Licenciements, recrutement, fermeture de studio mais aussi acquisition de nouvelle structure, changement radical de politique éditoriale, depuis une vingtaine de jours l’ex n°1 du jeu vidéo accumule des mesures azimutées. Officiellement, tout va bien.

saboteur EA

Déconcertant comment le discours d’une entreprise se voulant rassurant et en plein contrôle pour les marchés financiers donne l’impression de gérer au coup par coup un sauve-qui-peut généralisé. Hier n°1 mondial du jeu vidéo avec ses Sims, ses licences de sport, et autres Spore, candidat glouton débouté à l’OPA sur notre presque national Ubisoft en 2004 puis au rachat de Take-Two Interactive en 2008 (où se niche la pépite Grand Theft Auto), Electronic Arts (EA) cherche aujourd’hui sa voie et à économiser 100 millions de $ par an. Début 2009, l’entreprise fondée en 1982 par le vénéré et dynamique Trip Hawkins depuis longtemps parti voir ailleurs, annonçait une réduction d’effectifs de 11 % (1100 emplois) et la fermeture de 12 bureaux.

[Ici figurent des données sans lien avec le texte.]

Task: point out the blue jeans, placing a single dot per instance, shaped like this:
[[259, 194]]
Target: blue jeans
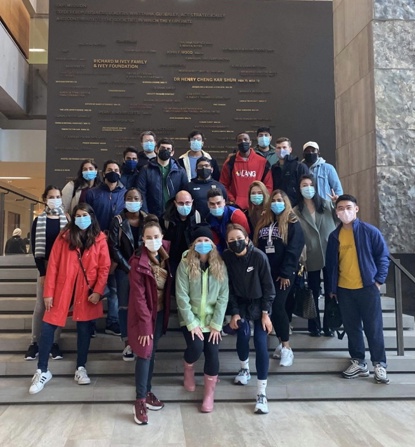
[[83, 328], [112, 300], [243, 335], [363, 306], [123, 292], [144, 367]]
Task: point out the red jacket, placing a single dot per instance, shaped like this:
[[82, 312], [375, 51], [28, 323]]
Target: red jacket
[[142, 307], [244, 172], [64, 279]]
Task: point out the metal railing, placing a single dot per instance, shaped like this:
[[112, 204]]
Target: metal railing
[[398, 270]]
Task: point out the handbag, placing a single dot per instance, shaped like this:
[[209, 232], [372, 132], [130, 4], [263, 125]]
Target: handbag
[[305, 306]]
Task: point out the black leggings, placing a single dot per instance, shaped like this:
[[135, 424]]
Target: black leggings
[[197, 346]]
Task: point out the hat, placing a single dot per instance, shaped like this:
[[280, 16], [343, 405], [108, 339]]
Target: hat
[[202, 231], [312, 144]]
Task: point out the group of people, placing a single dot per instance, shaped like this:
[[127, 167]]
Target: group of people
[[223, 243]]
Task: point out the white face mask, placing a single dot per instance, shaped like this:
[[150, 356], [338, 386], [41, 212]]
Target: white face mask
[[346, 216], [54, 203], [153, 245]]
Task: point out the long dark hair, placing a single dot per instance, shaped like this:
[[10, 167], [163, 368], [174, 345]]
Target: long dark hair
[[79, 181], [317, 200], [74, 233]]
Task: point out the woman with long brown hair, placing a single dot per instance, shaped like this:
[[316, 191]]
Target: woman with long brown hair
[[280, 237]]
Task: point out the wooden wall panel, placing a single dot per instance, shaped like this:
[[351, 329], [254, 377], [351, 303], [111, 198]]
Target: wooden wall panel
[[16, 18]]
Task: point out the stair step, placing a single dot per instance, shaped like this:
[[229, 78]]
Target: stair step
[[171, 363], [169, 389]]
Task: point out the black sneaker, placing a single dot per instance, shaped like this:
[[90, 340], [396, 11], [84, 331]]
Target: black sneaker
[[113, 329], [55, 352], [32, 352]]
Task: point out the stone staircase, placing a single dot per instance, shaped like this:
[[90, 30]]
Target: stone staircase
[[314, 375]]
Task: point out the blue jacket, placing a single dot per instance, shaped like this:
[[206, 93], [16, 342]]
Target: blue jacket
[[372, 255], [106, 203], [150, 183]]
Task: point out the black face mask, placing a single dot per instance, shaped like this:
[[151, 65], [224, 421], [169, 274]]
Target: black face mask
[[310, 158], [164, 154], [204, 173], [244, 147], [237, 246], [112, 177]]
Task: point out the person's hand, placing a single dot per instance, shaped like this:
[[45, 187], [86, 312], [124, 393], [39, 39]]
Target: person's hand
[[266, 323], [198, 332], [48, 303], [214, 336], [144, 340], [284, 282], [94, 298], [234, 322], [333, 196]]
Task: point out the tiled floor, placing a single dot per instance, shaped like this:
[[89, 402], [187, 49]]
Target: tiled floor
[[323, 424]]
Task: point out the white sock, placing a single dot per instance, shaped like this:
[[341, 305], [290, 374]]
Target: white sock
[[262, 386], [245, 364]]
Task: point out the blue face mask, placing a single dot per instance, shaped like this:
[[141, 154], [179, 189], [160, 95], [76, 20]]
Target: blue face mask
[[264, 141], [149, 146], [184, 210], [308, 192], [133, 207], [217, 212], [131, 164], [256, 199], [196, 145], [203, 248], [89, 175], [277, 207], [83, 222]]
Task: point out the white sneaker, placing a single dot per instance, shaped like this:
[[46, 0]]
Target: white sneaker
[[261, 406], [39, 380], [287, 357], [243, 377], [81, 376], [277, 352]]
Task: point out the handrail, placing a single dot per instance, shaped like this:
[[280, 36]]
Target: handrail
[[398, 270], [20, 194]]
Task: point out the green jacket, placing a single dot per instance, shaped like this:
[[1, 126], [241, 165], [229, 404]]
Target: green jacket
[[201, 302]]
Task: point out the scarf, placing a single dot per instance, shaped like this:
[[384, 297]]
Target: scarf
[[40, 237]]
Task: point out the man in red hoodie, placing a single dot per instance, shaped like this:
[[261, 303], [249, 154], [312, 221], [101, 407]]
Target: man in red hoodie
[[241, 169]]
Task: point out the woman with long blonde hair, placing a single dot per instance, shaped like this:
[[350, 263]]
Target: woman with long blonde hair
[[279, 235], [202, 294]]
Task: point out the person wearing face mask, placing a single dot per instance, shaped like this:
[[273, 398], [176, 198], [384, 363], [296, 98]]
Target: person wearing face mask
[[124, 237], [75, 279], [202, 294], [264, 147], [280, 237], [148, 313], [357, 265], [45, 230], [75, 190], [189, 159], [161, 179], [251, 297], [129, 168], [286, 173], [241, 169], [199, 187], [107, 200], [328, 184], [220, 216], [317, 220], [178, 222], [148, 143], [258, 196]]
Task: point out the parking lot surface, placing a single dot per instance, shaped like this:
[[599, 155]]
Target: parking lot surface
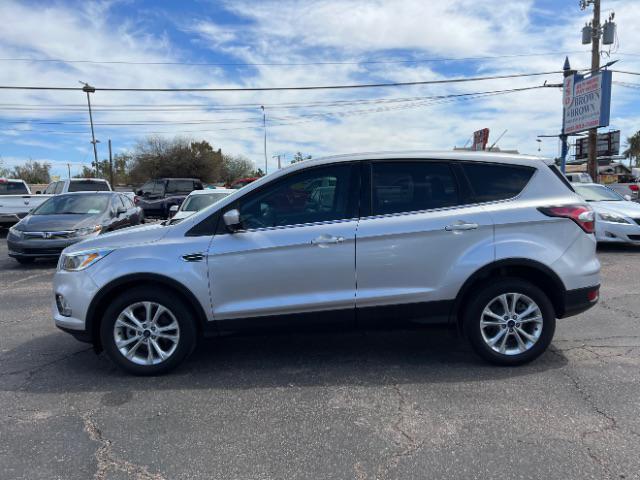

Le bilan sera plus lourd encore.

Emplois « abolits » pour raisons professionnelles

Du côté ressources humaines avec ses 1500 licenciements (1300 faisant partie d’un plan de « restructuration »), dont une bonne partie d’emplois « abolits » au Canada, comme le formulent nos amis québécois, la réduction de 17 % des effectifs d’ici fin mars 2010 coûte cher dès aujourd’hui.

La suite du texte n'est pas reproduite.